Options Trading Tutorial

will called option be exercised when stock price is far beyond the strike price BEFORE it expires ?

my stock is $27, far beyond the strike price of $22, but my stock is still not sold, is this the only way that I have to wait until the option expires in order for my stock to be bought ? or under what circumstance that stock will be bought before option is expired ? and it is too expensive to buy back and close the called option right now.

Public Comments

  1. You can buy back the option or wait until it expires and see if the stock gets called away. American options must wait until the expiration before getting called away, European options can be called away at anytime. When selling options you should understand that is the price you are willing to sell for, the person buying the options seldom exercise them, they usually sell them for the profit when they go up.
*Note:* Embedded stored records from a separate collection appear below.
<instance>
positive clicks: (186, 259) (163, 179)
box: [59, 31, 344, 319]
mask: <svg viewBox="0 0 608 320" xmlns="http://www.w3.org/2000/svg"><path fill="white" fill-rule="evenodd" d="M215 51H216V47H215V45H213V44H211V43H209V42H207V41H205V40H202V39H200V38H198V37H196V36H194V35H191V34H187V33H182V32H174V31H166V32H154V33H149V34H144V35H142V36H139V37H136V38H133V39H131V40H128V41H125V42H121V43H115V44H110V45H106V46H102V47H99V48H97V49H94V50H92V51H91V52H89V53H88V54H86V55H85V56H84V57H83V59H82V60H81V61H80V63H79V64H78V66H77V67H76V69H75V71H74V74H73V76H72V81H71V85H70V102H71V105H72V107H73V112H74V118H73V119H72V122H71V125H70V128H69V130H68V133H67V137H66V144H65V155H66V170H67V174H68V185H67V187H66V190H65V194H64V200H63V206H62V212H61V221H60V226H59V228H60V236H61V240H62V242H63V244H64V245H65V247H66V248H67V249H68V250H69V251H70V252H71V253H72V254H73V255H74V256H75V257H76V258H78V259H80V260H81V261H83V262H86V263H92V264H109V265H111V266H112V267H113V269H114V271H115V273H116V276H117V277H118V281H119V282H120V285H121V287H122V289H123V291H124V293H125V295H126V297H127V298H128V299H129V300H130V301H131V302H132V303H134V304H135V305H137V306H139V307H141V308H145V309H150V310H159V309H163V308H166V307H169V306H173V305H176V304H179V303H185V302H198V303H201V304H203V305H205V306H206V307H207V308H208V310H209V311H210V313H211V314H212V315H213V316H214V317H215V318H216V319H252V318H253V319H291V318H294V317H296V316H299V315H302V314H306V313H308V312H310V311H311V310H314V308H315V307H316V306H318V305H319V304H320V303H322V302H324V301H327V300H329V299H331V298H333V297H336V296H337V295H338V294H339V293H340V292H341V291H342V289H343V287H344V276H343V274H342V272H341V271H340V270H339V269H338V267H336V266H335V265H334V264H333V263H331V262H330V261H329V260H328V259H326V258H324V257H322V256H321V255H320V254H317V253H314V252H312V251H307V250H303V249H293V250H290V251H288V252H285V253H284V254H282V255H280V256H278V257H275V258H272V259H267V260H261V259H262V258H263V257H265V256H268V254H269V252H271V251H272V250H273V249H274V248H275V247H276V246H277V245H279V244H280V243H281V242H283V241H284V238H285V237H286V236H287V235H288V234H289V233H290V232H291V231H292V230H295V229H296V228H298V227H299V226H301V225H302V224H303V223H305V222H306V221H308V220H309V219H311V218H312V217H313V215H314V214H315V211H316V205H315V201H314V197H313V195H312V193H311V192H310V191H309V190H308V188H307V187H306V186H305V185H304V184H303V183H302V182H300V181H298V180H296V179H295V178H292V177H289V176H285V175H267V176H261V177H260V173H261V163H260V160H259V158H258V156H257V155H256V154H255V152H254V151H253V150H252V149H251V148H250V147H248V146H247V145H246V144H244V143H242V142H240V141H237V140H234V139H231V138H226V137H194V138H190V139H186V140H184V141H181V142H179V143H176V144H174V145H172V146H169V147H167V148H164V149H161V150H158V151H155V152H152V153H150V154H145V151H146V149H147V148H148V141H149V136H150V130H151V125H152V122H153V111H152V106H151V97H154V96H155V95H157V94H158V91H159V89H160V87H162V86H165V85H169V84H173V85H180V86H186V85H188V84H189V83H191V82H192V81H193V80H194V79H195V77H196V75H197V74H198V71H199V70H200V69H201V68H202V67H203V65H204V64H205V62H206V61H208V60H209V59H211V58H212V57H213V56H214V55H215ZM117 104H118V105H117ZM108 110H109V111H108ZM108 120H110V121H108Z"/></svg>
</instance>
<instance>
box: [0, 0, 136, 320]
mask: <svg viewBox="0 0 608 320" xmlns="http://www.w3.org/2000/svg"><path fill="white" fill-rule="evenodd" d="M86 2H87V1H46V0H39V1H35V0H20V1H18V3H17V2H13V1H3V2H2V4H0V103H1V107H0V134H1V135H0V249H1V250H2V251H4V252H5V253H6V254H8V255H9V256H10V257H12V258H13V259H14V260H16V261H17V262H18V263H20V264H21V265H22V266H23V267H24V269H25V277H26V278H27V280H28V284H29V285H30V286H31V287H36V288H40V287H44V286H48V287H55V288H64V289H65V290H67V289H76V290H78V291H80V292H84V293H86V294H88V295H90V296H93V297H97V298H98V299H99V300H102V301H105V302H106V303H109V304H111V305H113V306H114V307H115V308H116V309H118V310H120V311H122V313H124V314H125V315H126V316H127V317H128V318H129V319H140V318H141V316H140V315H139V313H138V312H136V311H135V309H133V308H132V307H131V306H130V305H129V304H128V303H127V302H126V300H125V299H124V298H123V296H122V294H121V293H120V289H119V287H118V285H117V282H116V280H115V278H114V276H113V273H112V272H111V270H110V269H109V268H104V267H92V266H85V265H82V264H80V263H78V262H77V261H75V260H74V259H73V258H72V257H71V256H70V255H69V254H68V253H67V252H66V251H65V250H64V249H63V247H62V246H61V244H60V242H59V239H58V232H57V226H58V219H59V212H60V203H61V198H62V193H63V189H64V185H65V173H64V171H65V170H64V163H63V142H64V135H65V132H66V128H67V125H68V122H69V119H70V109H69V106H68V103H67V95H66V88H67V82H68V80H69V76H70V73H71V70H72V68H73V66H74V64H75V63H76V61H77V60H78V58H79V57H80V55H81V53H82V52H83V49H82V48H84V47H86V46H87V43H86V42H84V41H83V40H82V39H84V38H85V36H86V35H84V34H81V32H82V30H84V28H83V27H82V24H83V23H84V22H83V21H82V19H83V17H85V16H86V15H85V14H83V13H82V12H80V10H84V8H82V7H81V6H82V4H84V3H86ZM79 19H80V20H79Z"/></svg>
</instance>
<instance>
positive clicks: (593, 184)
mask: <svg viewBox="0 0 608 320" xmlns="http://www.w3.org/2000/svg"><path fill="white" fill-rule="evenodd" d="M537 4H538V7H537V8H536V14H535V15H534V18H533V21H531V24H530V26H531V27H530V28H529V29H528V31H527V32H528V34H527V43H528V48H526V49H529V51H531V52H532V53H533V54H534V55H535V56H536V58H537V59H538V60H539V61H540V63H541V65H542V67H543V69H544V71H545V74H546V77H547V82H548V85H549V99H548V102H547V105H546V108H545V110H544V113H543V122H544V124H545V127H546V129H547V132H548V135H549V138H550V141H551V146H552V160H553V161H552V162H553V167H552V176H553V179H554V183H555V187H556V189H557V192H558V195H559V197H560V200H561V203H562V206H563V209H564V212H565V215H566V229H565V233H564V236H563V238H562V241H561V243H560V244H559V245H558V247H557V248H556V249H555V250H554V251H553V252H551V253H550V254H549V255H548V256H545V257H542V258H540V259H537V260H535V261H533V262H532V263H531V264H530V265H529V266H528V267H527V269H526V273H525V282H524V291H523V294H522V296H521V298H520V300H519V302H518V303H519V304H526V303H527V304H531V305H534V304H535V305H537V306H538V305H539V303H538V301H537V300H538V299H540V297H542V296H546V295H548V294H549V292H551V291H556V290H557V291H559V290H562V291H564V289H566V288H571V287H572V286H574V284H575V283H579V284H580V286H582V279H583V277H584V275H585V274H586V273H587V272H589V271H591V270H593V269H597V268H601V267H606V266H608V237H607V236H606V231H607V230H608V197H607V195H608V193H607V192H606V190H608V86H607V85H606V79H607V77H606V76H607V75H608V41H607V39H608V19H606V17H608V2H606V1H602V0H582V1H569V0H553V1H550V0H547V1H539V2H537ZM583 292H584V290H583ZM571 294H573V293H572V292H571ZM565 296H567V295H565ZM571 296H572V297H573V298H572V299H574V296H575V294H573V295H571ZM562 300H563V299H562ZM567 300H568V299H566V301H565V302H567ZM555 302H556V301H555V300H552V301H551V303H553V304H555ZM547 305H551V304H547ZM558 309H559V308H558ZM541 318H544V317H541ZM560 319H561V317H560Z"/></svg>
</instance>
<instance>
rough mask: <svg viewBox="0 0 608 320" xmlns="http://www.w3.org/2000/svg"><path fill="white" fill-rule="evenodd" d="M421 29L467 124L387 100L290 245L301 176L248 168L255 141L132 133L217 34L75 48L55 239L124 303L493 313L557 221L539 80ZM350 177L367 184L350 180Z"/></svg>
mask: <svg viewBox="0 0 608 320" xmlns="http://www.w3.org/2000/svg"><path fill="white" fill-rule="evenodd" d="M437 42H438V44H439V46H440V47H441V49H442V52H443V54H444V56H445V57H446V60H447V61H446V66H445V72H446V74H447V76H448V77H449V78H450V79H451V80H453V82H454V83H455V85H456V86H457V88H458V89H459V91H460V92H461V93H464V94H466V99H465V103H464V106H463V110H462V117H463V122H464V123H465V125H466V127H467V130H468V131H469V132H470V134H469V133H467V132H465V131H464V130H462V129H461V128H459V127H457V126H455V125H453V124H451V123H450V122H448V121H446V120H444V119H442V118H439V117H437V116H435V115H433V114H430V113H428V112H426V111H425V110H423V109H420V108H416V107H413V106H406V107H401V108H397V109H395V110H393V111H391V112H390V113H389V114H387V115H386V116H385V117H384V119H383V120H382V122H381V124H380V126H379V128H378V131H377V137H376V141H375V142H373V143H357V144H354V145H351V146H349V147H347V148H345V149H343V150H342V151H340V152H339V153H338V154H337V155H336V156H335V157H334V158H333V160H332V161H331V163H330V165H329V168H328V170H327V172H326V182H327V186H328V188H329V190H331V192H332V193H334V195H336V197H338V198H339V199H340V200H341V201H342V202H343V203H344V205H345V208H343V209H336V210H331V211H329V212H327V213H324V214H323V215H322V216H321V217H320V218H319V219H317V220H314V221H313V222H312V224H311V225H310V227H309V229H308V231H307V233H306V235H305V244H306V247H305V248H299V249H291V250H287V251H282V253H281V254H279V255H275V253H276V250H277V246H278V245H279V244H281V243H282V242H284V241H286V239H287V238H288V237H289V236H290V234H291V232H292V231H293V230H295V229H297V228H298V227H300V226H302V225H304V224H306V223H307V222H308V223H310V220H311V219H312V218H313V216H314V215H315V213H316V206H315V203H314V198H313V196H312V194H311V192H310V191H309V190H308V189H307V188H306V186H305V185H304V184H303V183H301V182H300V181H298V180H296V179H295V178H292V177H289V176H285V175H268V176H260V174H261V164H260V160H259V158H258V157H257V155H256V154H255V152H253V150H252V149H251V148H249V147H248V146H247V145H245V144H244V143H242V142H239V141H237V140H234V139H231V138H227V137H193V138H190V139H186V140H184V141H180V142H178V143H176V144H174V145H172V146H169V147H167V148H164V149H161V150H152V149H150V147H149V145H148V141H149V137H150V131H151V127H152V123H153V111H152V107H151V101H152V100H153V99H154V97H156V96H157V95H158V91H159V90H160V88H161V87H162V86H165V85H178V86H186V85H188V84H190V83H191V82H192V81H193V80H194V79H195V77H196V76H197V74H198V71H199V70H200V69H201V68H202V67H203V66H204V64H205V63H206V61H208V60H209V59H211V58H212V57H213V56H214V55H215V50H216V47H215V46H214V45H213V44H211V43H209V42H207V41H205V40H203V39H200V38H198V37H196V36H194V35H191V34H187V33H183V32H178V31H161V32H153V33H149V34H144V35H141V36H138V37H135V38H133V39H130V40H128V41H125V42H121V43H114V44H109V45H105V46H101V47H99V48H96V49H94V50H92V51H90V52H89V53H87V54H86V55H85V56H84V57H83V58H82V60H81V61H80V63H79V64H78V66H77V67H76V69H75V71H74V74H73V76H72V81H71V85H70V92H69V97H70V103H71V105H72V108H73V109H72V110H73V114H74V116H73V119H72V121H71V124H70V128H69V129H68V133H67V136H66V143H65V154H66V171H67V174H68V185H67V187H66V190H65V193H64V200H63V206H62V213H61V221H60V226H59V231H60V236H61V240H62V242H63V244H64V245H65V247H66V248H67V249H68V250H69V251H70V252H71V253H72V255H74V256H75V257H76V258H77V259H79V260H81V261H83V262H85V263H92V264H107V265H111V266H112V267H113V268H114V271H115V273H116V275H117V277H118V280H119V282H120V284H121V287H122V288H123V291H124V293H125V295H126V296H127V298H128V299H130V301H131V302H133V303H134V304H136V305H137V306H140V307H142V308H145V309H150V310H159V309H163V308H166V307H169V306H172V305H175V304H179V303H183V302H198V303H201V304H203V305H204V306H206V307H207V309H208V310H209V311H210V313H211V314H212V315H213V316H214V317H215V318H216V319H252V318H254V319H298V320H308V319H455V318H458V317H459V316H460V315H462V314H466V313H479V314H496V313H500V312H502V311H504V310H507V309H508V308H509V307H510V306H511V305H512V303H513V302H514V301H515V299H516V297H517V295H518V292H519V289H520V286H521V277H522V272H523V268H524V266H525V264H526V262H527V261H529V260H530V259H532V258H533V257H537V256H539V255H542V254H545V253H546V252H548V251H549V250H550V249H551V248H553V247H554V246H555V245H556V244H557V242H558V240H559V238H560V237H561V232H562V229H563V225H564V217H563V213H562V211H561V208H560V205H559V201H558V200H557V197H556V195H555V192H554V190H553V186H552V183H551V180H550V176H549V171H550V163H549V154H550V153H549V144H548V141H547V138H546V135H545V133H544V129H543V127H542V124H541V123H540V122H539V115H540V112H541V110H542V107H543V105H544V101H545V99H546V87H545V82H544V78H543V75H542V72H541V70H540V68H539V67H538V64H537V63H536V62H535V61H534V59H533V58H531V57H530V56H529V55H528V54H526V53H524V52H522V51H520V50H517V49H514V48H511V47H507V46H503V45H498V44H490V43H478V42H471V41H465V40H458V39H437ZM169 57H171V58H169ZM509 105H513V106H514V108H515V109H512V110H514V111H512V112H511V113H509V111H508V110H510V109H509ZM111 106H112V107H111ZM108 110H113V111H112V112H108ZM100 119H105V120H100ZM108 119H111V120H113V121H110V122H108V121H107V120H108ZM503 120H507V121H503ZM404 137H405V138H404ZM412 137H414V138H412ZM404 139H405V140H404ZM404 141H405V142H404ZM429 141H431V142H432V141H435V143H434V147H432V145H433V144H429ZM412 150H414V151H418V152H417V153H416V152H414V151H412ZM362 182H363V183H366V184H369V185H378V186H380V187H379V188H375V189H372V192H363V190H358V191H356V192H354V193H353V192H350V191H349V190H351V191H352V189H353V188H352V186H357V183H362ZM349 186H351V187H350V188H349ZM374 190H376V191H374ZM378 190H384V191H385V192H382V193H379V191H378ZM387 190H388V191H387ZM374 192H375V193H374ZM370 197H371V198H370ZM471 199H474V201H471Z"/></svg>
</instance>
The broker may exercise it if they need the stock, but chances are it will go back down causing them to expire worthless. (95% of all options expire un exercised)
  2. <<<will called option be exercised when stock price is far beyond the strike price BEFORE it expires ?>>> The decision rests solely with the option holder. Since no one can predict what someone else will do all of the time, there is a chance it will be exercised early even though it is unlikely. <<<my stock is $27, far beyond the strike price of $22, but my stock is still not sold, is this the only way that I have to wait until the option expires in order for my stock to be bought ?>>> You always have the ability to close the position with a closing transaction instead of waiting for assignment. <<<under what circumstance that stock will be bought before option is expired ?>>> "Dave at Sogotrade" correctly noted that if there is a significant dividend on the stock you may be assigned just before the stock goes ex-dividend. Otherwise it is unlikely that you will be assigned much before expiration, but it is always possible. <<<it is too expensive to buy back and close the called option right now.>>> Essentially that cannot be true if you sell the underlying stock at the same time. Since you have agreed to allow someone to buy your stock for $22 per share, it is now worth roughly $22 per share. If you put in a spread order to simultaneously close both your stock position and your option position you will receive close to $22 per share, maybe $21.80 or $21.90 per share. If you are willing to give up that extra dime or two, someone will be willing to take it. If you are not familiar with a spread order (called a combo order by some brokers) it allows you to make two trades simultameously. You can specify a limit just as you would with a standard limit order. Example: "Sell to close 200 shares of XYZ and buy to close 2 XYZ April $22 call options for a credit of $21.90 per share." ----- It should also be noted that the answer by "Chuck P" has the difference between European-style settlement and American-style settlement backwards. European-style options cannot be exercised before expiration; American-style options can be exercised any time before expiration. All options on stock traded on American exchanges are American-style and can be exercised at any time before expiration.
  3. Chuck P got it backwards; if this is an American-style option, it can be exercised any time up until expiration. If European-style, it can only be exercised on expiration date. I assume you wrote the option (ie, short position), though you didn't mention this important fact in your post. If you buy it back now to close it out, it will probably cost you around $5 per share. Basically you sold the up-side on your shares in return for the option premium. I would say that if you do NOT get assigned on this option then you are very, very lucky. If the price of the underlying stays significantly above the strike price, you are virtually guaranteed to get assigned.
  4. 1.yes, most likely you have to wait. 2. it's up to the call option buyers. 3. no, because you are in profit position, right?